Seven Years of Good Luck: Splitting Mirrors

The Problem

Imagine you had a nice zfs pool holding all the data for your business application. Regular back-ups are a must, right? But imagine further that you want to back it up without impacting the application, without going directly to the pool and reading the data, without having to incur the overhead of all those additional I/O operations. What's the solution?

Traditionally, it is been the practice to mirror the data locally, break the mirror, and then move the "broken-off" disks to a new machine for backup. This is possible to do with ZFS but, until now, has been very awkward:

Consider the case of a pool, "tank", composed of a mirror of two disks, "c0t0d0" and "c0t1d0". First, remove the disk from the pool:

# zpool offline tank c0t0d0
# zpool detach tank c0t0d0
Then, physically move disk c0t0d0 to a new machine, and use zfs import -f to find it. The -f is necessary because the pool still thinks it's imported on the original machine:
# zpool import -f tank
But even after that, the "tank" pool that was on the new machine still remembered being attached to the other disk, so some clean-up is in order:
# zpool detach tank c0t1d0
A bit awkward, but still possible, right? Now extend that to a pool with many n-way mirrors, and you can see how this is risky and prone to error. And there are certain configs where this won't actually work, which I'll go into detail on later.

In any case, using the technique above, the pool cannot be imported on the same machine because of something called a "Pool GUID". By using the offline/detach sequence means the kernel will find two copies of the GUID: one in the original pool and one in the offlined/detached disk, and this stops the GUID from honouring the "U" bit in its acronym.

The Solution

With the integration of PSARC 2009/511, we've introduced a new command: "zpool split". In the simplest case, zpool split takes two arguments: the existing pool to split disks from, and a name for the new pool. Consider again the "tank" example above. The two disks, c0t0d0 and c0t1d0 are mirrors and each is identical to the other. Running the command:

# zpool split tank vat
will result in two pools: the original pool "tank" with the c0t0d0 disk, and the new pool "vat" with the c0t1d0 disk.

That's it. The c0t1d0 disk can immediately be removed and plugged into a new machine. A "zpool import vat" will find it on the new machine and import it.

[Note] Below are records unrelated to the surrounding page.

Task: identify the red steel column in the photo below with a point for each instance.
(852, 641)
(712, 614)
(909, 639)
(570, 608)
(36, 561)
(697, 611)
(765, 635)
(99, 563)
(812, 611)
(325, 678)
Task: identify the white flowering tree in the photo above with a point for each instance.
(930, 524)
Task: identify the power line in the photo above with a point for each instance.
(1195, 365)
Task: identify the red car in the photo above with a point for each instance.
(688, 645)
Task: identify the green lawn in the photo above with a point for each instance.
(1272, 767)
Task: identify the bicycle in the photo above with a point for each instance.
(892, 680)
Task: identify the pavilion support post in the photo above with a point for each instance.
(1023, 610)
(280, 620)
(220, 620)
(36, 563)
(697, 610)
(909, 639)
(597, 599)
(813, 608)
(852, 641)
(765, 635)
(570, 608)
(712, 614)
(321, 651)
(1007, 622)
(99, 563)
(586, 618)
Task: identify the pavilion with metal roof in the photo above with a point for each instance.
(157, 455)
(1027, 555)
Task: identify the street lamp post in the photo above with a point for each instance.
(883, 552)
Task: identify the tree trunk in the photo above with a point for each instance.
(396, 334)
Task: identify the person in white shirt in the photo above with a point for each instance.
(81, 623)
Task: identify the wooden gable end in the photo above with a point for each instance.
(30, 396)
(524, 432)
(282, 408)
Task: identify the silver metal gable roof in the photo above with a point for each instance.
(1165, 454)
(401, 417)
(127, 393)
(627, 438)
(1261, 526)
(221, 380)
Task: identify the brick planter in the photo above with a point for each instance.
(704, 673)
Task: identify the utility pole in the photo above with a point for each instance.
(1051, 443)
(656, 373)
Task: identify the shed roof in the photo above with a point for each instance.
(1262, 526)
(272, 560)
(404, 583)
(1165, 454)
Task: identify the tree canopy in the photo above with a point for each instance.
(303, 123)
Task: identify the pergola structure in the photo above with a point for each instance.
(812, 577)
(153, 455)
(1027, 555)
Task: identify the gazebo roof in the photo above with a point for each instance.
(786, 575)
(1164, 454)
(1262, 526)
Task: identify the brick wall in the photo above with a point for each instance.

Behind the scenes, several things went on: first, zfs evaluated the configuration -- only certain configurations will work -- and chose a disk to split off. Next, the in-memory data was flushed out to the mirror. Incidentally, this is one of many reasons it's REALLY important to have disks that honour the Flush Write Cache command instead of ignore it. After flushing the data out, the disk can be detached from the pool and given a new label with a new Pool GUID. By generating a new pool GUID, zfs allows the pool to be imported on the same machine that it was split from. (See below for more detail).

In fact, there's an option, -R, that tells the split command to go ahead and import it after the split is complete:

# zpool split -R /vatroot tank vat
This command imports the "vat" pool under the altroot directory /vatroot. The only reason for having to specify an altroot is if there are any non-default mountpoints on any of the datasets in "tank". Because "vat" is an exact copy of tank, all the dataset properties will be exactly the same. If all the mountpoints are the default mountpoints (e.g. tank/foo is mounted at /tank/foo), then there is no need for an altroot. However, if dataset tank/foo is mounted at /etc/foo instead, then the "vat" pool's vat/foo dataset will also have a mountpoint of /etc/foo, and they will conflict. So the simplest thing to do for split is to require an altroot if the split-off pool is to be mounted.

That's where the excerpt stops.